Il est difficilement admissible que ce soit par un manque de culture ou par une méconnaissance des mécanismes liés à la décision stratégique qu’on en soit toujours au même point. Cela conduit à nous poser quelques questions et à mettre en évidence des faits avérés pouvant étayer une réflexion sur la perte de compétitivité de la France. Examinons une partie de ces derniers.

Bien avant l’affaire Alstom, des « fleurons » de l’industrie française sont passés sous contrôle étranger tels que Péchiney (2003), Arcelor (2006) ou Alcatel (2015). En 2015, c’est l’affaire Alstom qui marque le plus l’opinion. C’est finalement l’Américain General Electric qui rachète Alstom, avec l’aval du gouvernement français.

Ainsi, il nous semble qu’au-delà du patriotisme national, l’impact d’une politique soumise aux contraintes néolibérales est incompatible avec une politique nationale d’intelligence économique et donc de souveraineté nationale. En effet, l’IE à la française prône la protection et le confort de la souveraineté nationale sur les espaces critiques. Cela parait incompatible avec la recherche systématique du profit à court terme.
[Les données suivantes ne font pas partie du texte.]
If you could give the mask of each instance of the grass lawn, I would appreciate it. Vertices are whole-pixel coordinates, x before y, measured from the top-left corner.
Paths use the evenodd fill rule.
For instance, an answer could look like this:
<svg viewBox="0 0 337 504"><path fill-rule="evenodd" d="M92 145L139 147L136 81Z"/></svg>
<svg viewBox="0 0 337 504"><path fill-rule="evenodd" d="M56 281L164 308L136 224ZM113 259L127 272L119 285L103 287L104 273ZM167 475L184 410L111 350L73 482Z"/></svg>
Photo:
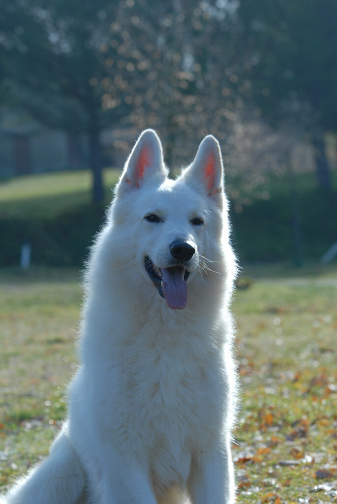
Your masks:
<svg viewBox="0 0 337 504"><path fill-rule="evenodd" d="M120 174L117 168L103 170L106 203ZM36 173L0 180L0 214L11 217L51 218L91 201L89 170Z"/></svg>
<svg viewBox="0 0 337 504"><path fill-rule="evenodd" d="M242 503L337 502L337 268L247 269L234 303ZM0 485L48 452L76 369L77 271L0 273Z"/></svg>

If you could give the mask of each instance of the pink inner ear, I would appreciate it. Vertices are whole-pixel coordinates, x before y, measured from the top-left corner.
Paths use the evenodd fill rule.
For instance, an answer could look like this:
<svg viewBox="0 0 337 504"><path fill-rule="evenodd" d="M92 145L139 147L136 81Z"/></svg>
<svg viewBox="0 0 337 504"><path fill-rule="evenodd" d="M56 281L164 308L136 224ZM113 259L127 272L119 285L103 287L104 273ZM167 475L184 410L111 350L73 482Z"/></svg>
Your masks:
<svg viewBox="0 0 337 504"><path fill-rule="evenodd" d="M135 167L135 178L136 185L139 187L147 168L151 165L152 153L148 145L142 148L137 159Z"/></svg>
<svg viewBox="0 0 337 504"><path fill-rule="evenodd" d="M207 183L207 189L209 193L214 188L216 170L215 167L215 157L213 153L211 153L206 161L204 168L204 176Z"/></svg>

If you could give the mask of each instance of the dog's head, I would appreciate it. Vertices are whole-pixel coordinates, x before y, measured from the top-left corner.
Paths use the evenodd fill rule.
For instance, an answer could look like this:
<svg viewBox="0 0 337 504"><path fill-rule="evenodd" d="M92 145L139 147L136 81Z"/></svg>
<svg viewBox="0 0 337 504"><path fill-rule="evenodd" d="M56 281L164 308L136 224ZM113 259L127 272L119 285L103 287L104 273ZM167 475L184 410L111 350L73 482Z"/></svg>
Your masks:
<svg viewBox="0 0 337 504"><path fill-rule="evenodd" d="M188 284L217 269L225 200L219 144L206 137L175 180L154 131L141 135L115 190L112 220L143 279L171 308L185 307ZM125 260L126 259L125 258Z"/></svg>

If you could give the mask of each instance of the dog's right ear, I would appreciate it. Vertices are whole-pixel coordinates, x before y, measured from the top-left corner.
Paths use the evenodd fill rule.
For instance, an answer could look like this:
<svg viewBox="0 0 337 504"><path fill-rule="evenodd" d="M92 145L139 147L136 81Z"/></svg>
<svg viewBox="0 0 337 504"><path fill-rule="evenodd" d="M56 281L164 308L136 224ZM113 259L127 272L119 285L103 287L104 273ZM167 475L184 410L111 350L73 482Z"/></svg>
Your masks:
<svg viewBox="0 0 337 504"><path fill-rule="evenodd" d="M160 140L153 130L146 130L137 140L125 164L116 188L116 196L139 189L154 176L157 176L160 182L167 175Z"/></svg>

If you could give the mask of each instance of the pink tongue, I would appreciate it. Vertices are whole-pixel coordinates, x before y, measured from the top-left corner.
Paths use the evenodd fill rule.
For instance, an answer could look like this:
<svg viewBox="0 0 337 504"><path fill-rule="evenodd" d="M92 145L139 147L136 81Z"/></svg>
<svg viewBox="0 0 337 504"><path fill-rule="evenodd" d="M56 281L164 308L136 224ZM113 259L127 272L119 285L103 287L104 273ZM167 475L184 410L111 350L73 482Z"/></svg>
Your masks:
<svg viewBox="0 0 337 504"><path fill-rule="evenodd" d="M184 280L184 269L181 266L163 268L163 294L170 308L181 310L187 301L188 286Z"/></svg>

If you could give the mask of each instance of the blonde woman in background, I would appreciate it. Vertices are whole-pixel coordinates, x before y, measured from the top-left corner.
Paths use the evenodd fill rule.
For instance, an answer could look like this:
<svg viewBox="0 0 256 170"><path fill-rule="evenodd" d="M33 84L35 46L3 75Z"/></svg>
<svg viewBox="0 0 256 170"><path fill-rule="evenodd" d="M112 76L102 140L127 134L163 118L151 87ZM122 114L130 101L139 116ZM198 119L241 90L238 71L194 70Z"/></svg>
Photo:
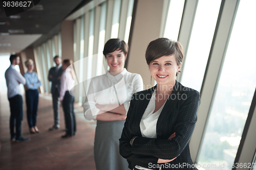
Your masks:
<svg viewBox="0 0 256 170"><path fill-rule="evenodd" d="M38 87L41 82L38 80L36 72L33 71L34 62L31 59L25 61L28 71L24 74L26 79L26 103L27 104L27 117L31 133L39 133L40 131L36 126L37 108L38 106Z"/></svg>
<svg viewBox="0 0 256 170"><path fill-rule="evenodd" d="M69 87L74 87L75 85L75 74L73 69L69 67L72 64L72 60L63 60L62 68L63 72L60 78L60 92L59 97L62 104L64 116L66 124L66 134L61 136L67 138L75 135L76 131L76 117L74 112L75 98L71 89Z"/></svg>

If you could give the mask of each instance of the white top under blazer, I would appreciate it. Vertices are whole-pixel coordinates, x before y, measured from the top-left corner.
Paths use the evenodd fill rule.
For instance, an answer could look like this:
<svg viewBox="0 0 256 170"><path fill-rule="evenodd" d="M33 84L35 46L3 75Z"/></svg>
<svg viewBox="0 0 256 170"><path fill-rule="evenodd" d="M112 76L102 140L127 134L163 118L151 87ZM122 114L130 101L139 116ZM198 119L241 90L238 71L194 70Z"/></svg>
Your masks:
<svg viewBox="0 0 256 170"><path fill-rule="evenodd" d="M150 102L147 105L145 112L141 118L140 123L140 131L142 137L150 138L157 138L157 123L159 115L163 110L165 104L164 102L162 107L156 112L153 113L156 108L156 89L154 91L153 94L150 99ZM139 169L152 170L146 167L139 165L135 166L135 167ZM159 170L161 170L160 168Z"/></svg>

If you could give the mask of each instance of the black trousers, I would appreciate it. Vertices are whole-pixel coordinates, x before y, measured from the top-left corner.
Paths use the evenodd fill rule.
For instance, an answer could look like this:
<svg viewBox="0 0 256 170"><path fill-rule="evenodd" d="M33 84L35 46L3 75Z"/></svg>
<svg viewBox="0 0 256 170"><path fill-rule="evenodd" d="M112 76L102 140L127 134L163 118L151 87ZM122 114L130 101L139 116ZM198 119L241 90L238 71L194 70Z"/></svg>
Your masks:
<svg viewBox="0 0 256 170"><path fill-rule="evenodd" d="M54 118L54 126L59 126L59 93L58 88L56 88L52 94L52 105L53 107L53 117Z"/></svg>
<svg viewBox="0 0 256 170"><path fill-rule="evenodd" d="M36 126L38 98L38 90L37 89L26 91L27 118L29 128Z"/></svg>
<svg viewBox="0 0 256 170"><path fill-rule="evenodd" d="M72 91L71 91L72 93ZM66 91L62 101L63 111L66 122L67 134L74 135L76 131L76 123L75 112L74 112L74 102L75 98Z"/></svg>
<svg viewBox="0 0 256 170"><path fill-rule="evenodd" d="M22 131L22 121L23 118L22 106L23 100L22 100L22 96L19 94L8 99L8 100L10 103L11 110L10 132L12 137L16 135L16 138L17 139L20 136L20 131ZM15 124L15 126L14 124ZM14 126L16 127L16 133L14 132Z"/></svg>

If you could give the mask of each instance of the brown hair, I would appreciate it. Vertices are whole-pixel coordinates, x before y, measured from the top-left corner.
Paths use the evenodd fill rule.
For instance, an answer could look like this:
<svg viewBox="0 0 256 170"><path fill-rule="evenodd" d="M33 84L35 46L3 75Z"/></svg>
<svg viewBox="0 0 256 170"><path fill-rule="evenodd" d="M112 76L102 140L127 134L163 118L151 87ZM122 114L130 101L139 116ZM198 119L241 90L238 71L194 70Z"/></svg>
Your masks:
<svg viewBox="0 0 256 170"><path fill-rule="evenodd" d="M178 65L180 65L184 57L181 44L166 38L158 38L150 42L146 50L145 57L147 65L155 60L164 56L175 55ZM179 70L179 72L181 72Z"/></svg>
<svg viewBox="0 0 256 170"><path fill-rule="evenodd" d="M116 50L121 50L124 54L124 55L128 53L129 47L128 45L123 40L121 40L119 38L110 39L105 44L104 50L103 50L103 54L106 57L106 55L112 53Z"/></svg>
<svg viewBox="0 0 256 170"><path fill-rule="evenodd" d="M65 59L62 61L62 64L66 64L68 67L72 64L73 64L73 61L72 60L70 59ZM75 80L75 71L74 71L73 67L71 67L71 75L72 76L73 79Z"/></svg>

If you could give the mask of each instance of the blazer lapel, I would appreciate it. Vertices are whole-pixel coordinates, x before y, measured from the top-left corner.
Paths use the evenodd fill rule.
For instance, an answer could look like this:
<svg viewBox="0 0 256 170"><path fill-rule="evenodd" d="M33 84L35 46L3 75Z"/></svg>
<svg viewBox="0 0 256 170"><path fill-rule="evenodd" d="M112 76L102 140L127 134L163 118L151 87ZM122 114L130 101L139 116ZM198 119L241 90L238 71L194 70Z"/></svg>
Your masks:
<svg viewBox="0 0 256 170"><path fill-rule="evenodd" d="M165 119L168 115L169 115L170 113L172 112L175 105L179 101L179 99L180 99L180 90L179 90L179 88L181 87L179 87L180 85L180 84L178 86L178 82L176 81L173 92L168 97L163 110L162 110L159 115L159 117L157 120L157 127L159 127L160 126L163 120Z"/></svg>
Le besoin d’une vision à long terme

De plus, si l’IE semble se limiter aujourd’hui à la sécurité économique, avec toutefois une certaine efficacité, force est de constater que les aspects de stratégie directe ou indirecte (c’est-à-dire d’influence) et de prospective n’ont été que peu développés. Au niveau européen, la politique d’ouverture, la faible défense de nos intérêts et un manque chronique de coordination nous condamnent à un certain immobilisme et à un effacement de nos intérêts stratégiques, au profit d’une perception naïve d’un néolibéralisme « conquérant ».
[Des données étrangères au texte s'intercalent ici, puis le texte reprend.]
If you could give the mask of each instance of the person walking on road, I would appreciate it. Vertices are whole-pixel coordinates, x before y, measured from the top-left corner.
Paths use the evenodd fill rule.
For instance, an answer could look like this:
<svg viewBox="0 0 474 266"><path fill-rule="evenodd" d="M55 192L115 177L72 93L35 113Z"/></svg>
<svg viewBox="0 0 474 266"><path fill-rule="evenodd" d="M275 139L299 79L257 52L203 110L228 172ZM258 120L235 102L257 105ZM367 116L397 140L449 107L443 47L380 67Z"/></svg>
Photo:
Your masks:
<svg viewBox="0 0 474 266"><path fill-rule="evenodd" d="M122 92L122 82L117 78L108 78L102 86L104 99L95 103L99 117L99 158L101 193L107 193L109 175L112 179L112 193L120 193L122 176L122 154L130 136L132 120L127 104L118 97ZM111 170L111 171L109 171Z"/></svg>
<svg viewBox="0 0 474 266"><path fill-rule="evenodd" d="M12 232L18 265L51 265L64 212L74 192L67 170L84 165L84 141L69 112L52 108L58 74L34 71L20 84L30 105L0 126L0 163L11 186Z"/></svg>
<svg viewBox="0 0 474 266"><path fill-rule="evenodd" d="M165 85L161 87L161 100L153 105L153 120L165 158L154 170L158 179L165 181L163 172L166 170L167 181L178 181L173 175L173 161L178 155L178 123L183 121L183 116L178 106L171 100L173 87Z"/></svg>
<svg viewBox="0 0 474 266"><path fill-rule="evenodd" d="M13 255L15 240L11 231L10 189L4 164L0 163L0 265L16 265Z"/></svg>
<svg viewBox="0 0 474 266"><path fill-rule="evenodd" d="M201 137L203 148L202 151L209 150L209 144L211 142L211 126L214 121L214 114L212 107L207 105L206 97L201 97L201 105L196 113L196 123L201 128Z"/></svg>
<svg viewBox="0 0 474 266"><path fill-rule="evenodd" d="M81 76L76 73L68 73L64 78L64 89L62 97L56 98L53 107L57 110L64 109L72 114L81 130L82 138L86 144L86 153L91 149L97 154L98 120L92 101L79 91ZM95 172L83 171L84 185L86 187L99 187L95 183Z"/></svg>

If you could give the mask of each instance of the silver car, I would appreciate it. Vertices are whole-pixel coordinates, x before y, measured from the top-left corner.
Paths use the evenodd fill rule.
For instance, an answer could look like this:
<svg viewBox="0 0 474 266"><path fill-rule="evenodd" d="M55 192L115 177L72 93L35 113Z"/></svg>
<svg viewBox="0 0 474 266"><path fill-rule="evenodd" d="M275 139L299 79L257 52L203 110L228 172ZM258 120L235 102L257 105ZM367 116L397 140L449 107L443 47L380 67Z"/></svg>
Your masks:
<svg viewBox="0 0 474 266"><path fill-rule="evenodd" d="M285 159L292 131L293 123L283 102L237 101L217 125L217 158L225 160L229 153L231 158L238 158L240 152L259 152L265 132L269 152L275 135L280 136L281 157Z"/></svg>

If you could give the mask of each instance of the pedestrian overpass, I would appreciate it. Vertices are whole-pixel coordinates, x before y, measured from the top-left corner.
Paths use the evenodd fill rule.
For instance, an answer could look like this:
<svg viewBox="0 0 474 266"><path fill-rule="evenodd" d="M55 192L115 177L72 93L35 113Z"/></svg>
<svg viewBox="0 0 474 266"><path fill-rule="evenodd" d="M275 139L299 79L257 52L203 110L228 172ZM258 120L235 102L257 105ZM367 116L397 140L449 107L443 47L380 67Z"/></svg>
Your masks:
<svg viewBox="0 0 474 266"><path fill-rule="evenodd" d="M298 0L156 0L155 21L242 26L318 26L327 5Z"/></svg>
Concernant l’actualité, la réaction de la population américaine qui va conduire à un développement intérieur des États-Unis, suivi d’un protectionnisme accru, remet en cause la doxa traditionnelle de nos décideurs. Cette situation risque rapidement de nous conduire à une paralysie décisionnelle en raison de la désindustrialisation, du manque de souveraineté énergétique, d’une dette croissante et surtout d’une méfiance de plus en plus marquée vis-à-vis des politiques nationales ou européennes qui semblent nous conduire vers une impasse.

Nous devons quitter la période « paisible » qui, depuis 80 ans, conduit à un effet lénifiant pour nous projeter dans un monde nouveau où la guerre des blocs, la compétition économique et les effets climatiques vont bouleverser nos référentiels et notre manière de penser et d’agir !

Cet article a été co-écrit avec Henri Dou, ancien professeur en sciences de l’information et de la communication à Aix-Marseille Université.